Similarities Between Art Therapy and Music Therapy
On the surface, the fields of art therapy and music therapy may seem more alike than different. They both draw on methods of creative expression, rather than traditional talk or psychotherapy, to serve clinical purposes of improving mental health. Art therapists and music therapists may work with some of the same populations, including children with learning and developmental disabilities, senior citizens with memory problems and patients struggling with mental health concerns, whether admitted to an inpatient psychiatric hospital or on an outpatient basis. For both career paths, clinical experience is required prior to practicing in the field.
Another similarity between art and music therapy is that the therapist uses expertise in the expressive art subject to guide the creative process of the client, who doesn’t need to have any background or skills in the art.
One of the biggest differences between art therapy and music therapy is the education required to prepare for work in each field. Even entry-level roles in the clinical practice of art therapy require a master’s degree, according to the United States Bureau of Labor Statistics. For music therapists, a bachelor’s degree meets the minimum education requirements to get started in the field. As a result, music therapists can begin their careers earlier than their peers studying art therapy.
This distinction in educational requirements can also affect a therapist’s scope of practice. Despite the emphasis on incorporating visual arts into their therapeutic interventions, art therapists often meet their state’s requirement to be licensed as a professional counselor or therapist and have more training in general counseling methods than music therapists. Some art therapists routinely offer both art therapy and regular counseling services, holding a combination job title such as Art Therapist/Licensed Professional Counselor. Since states typically require a master’s degree to attain a license as a professional counselor, music therapists with only a bachelor’s degree don’t have that opportunity.
Although only an undergraduate degree is required of music therapists, one-quarter of professionals in the field go beyond the bachelor’s degree. About 13 percent of music therapists hold a master’s degree and 11 percent, a post-baccalaureate certificate.
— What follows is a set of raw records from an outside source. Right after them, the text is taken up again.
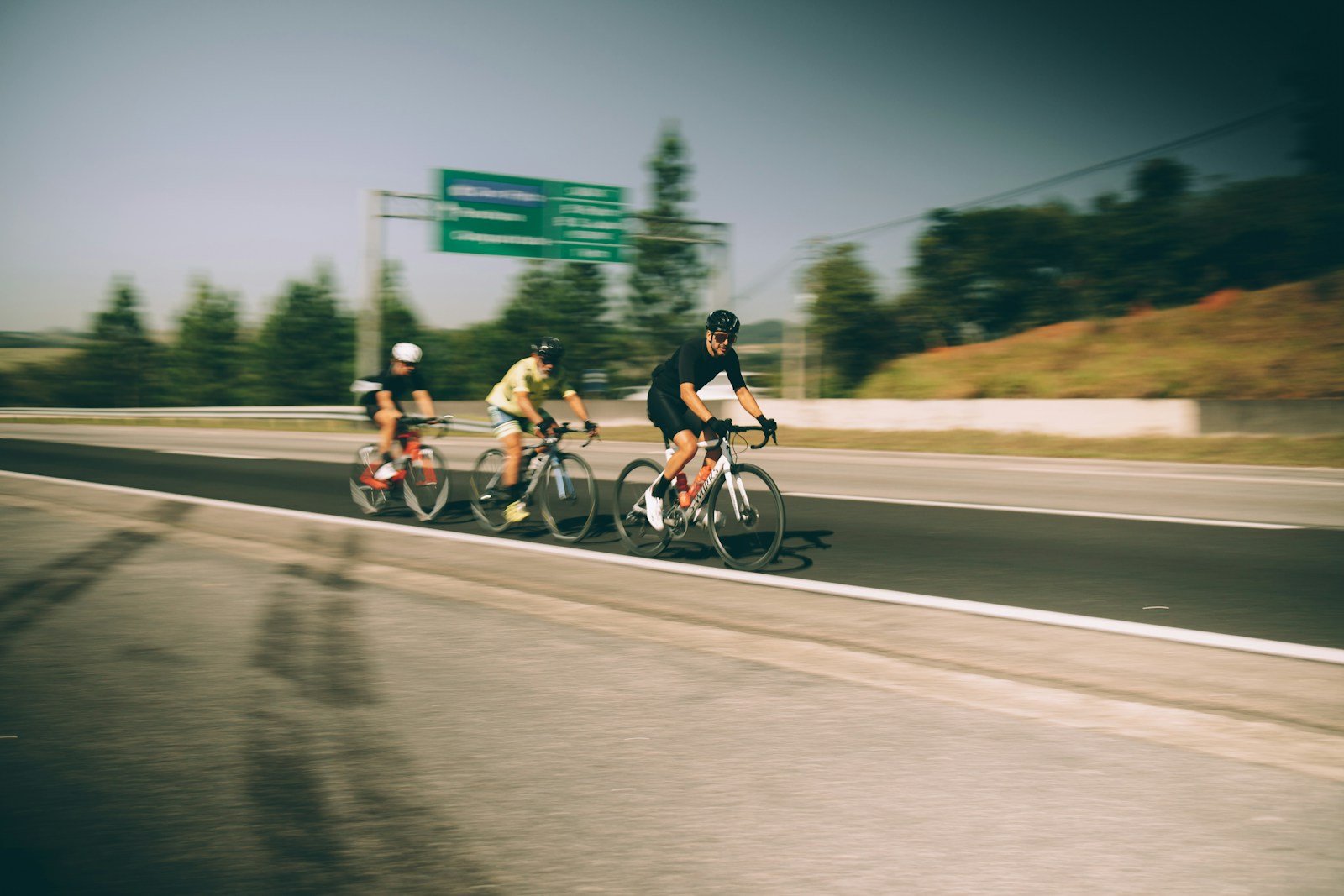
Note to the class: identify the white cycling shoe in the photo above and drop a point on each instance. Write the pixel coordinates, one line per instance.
(654, 510)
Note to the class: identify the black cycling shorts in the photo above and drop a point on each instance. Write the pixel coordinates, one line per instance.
(671, 416)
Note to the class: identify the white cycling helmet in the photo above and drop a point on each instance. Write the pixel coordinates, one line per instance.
(407, 352)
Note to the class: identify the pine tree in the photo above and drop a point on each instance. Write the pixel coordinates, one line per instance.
(398, 322)
(207, 358)
(121, 365)
(306, 345)
(667, 277)
(846, 313)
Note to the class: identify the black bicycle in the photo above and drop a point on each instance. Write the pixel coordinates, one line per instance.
(558, 483)
(738, 504)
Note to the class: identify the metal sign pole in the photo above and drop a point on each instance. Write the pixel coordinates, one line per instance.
(367, 345)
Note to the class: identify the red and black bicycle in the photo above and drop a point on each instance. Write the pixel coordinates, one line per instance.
(421, 479)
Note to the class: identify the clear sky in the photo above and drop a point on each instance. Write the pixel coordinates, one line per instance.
(167, 139)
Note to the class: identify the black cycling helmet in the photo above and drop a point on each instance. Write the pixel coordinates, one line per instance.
(549, 349)
(722, 322)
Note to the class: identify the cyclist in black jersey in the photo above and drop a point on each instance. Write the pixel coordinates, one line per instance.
(382, 394)
(676, 409)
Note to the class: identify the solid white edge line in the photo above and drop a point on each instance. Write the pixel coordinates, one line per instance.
(232, 457)
(1005, 508)
(859, 593)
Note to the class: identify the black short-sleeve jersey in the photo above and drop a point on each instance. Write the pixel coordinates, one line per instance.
(401, 387)
(692, 363)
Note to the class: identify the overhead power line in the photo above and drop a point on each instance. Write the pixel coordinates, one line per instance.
(784, 264)
(1090, 170)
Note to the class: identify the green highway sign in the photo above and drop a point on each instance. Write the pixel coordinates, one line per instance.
(530, 217)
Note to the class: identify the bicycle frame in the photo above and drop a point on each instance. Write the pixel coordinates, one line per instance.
(546, 449)
(723, 466)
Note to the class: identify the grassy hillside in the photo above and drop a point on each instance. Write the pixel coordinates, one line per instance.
(15, 359)
(1277, 343)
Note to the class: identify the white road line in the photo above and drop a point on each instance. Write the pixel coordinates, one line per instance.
(859, 593)
(1152, 474)
(232, 457)
(1100, 515)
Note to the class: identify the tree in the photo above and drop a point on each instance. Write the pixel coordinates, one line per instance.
(846, 313)
(667, 277)
(566, 300)
(121, 364)
(207, 359)
(995, 270)
(306, 345)
(398, 322)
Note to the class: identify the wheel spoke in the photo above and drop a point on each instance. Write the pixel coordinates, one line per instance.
(745, 517)
(628, 510)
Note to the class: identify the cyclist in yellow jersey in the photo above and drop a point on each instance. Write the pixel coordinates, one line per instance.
(517, 399)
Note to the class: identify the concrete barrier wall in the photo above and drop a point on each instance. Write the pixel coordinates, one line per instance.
(1101, 418)
(1305, 417)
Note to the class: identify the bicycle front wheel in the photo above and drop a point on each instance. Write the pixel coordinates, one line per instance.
(745, 516)
(488, 496)
(427, 486)
(628, 510)
(369, 493)
(568, 496)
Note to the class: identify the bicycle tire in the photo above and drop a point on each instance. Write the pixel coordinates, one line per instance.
(369, 499)
(486, 481)
(746, 535)
(632, 526)
(428, 484)
(570, 517)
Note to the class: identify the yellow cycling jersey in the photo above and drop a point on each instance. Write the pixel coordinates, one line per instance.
(524, 378)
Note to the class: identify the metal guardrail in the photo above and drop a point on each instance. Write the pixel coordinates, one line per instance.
(349, 412)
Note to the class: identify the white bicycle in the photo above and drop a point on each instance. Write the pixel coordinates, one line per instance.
(739, 506)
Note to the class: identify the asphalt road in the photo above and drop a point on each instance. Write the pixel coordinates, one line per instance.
(1281, 584)
(194, 714)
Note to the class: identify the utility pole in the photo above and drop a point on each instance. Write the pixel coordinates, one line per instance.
(380, 204)
(370, 316)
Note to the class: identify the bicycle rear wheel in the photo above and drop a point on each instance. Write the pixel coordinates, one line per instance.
(628, 510)
(428, 485)
(745, 517)
(568, 496)
(488, 496)
(366, 492)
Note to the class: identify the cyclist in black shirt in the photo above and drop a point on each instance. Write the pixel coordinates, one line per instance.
(383, 392)
(676, 409)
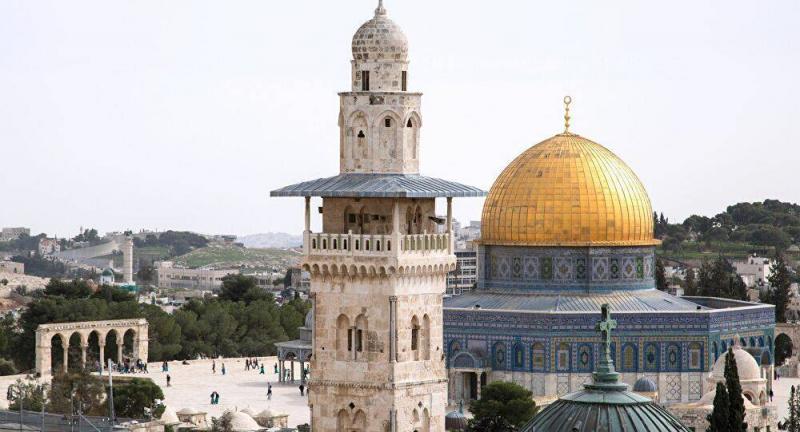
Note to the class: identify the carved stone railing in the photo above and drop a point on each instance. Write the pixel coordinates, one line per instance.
(376, 245)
An Art Therapist’s Curriculum
Naturally, art therapists complete in-depth studies in the visual arts, while music therapists devote their studies to music theory and practice. In an art therapy program, students must enter with sufficient undergraduate studio coursework in art media such as painting, ceramics, sculpture, drawing and design. They complete graduate-level coursework in topics like assessment procedures, marriage and family counseling, substance abuse counseling, group counseling processes, psychopathology and career counseling. Coursework specific to art therapy practice includes art therapy theory, the art therapy process, creativity and symbolism and art therapy interventions in trauma treatment.
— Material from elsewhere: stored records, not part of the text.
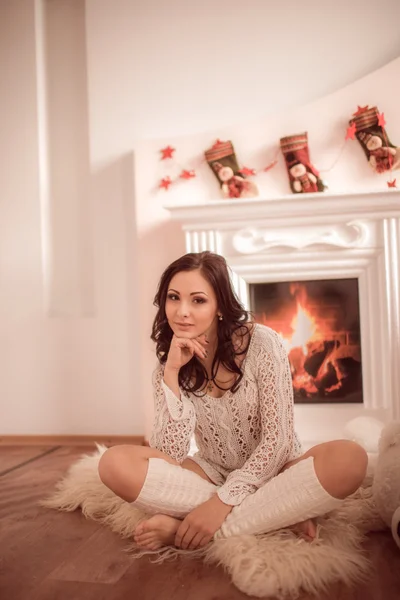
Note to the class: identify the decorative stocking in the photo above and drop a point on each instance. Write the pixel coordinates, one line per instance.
(303, 176)
(223, 162)
(292, 496)
(382, 155)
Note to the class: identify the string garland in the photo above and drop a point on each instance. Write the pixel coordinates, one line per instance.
(186, 173)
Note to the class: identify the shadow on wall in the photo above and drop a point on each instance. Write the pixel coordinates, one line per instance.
(158, 247)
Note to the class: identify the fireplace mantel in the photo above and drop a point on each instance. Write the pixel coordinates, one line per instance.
(302, 208)
(318, 236)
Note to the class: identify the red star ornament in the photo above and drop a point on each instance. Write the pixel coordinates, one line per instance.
(165, 183)
(167, 152)
(351, 132)
(381, 120)
(360, 110)
(247, 171)
(187, 174)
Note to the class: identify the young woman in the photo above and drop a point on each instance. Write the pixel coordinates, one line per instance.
(226, 380)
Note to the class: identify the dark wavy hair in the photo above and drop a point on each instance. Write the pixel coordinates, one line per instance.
(193, 376)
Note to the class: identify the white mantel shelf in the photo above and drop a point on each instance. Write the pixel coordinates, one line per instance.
(306, 208)
(302, 237)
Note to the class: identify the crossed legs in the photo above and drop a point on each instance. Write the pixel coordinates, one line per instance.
(339, 465)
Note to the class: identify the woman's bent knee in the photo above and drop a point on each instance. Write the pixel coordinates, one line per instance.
(122, 470)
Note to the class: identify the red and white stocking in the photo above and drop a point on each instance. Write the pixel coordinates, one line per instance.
(381, 154)
(303, 176)
(223, 162)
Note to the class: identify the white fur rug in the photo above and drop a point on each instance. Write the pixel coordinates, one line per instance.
(272, 565)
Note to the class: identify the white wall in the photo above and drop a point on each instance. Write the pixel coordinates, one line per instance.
(154, 70)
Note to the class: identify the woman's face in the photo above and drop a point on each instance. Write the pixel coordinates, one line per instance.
(191, 305)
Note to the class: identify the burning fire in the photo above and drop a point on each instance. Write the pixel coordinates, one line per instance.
(311, 351)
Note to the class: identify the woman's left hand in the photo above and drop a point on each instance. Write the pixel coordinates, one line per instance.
(198, 528)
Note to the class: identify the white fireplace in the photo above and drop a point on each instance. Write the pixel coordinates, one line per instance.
(311, 237)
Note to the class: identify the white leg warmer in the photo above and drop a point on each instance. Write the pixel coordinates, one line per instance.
(289, 498)
(172, 490)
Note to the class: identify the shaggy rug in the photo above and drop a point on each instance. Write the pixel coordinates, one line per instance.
(271, 565)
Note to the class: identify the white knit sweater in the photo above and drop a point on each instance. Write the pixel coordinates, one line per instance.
(244, 438)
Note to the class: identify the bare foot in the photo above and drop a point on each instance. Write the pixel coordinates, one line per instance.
(156, 532)
(306, 529)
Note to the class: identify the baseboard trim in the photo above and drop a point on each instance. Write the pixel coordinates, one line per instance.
(70, 440)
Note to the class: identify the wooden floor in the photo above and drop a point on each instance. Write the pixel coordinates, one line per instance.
(47, 555)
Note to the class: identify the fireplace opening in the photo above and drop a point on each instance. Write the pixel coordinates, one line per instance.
(319, 322)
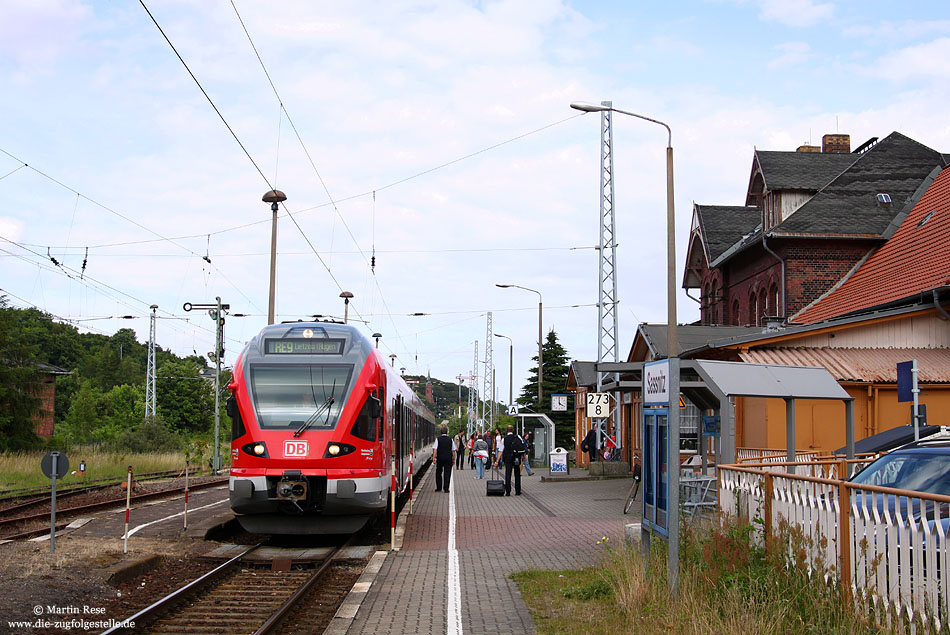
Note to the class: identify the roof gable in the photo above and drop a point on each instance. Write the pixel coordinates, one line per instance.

The program must include a minimum of 700 hours of supervised internship experience, according to the Art Therapy Credentials Board.
IMAGE SOURCE: Pixabay, public domain
An Undergraduate Curriculum in Music Therapy
Students in a music therapy degree program take courses in music history, music theory, dance, research in music and basic conducting. They develop their aural skills, or ear training, through a series of courses on the subject. Throughout their studies, they learn the use of different types of instruments, including pianos, guitars, drums and percussion instruments, as well as voice training.
Classes specific to the clinical practice include introduction to music therapy, music therapy foundations, the psychology of music and music therapy fieldwork. Approved bachelor’s degree programs in music theory must require a minimum of 1,200 hours of clinical training and internship experience, according to the American Music Therapy Association. On the clinical and mental health side of the discipline, coursework might include developmental psychology, human behavior, social work and social welfare, research and statistics and studies on the effects of substance abuse on family dynamics.
Although students of both art and music therapy must prove their technical skills in their respective arts for admission, art therapy majors do so through submitting a physical or digital copy of their portfolio, while music therapy students must perform an audition.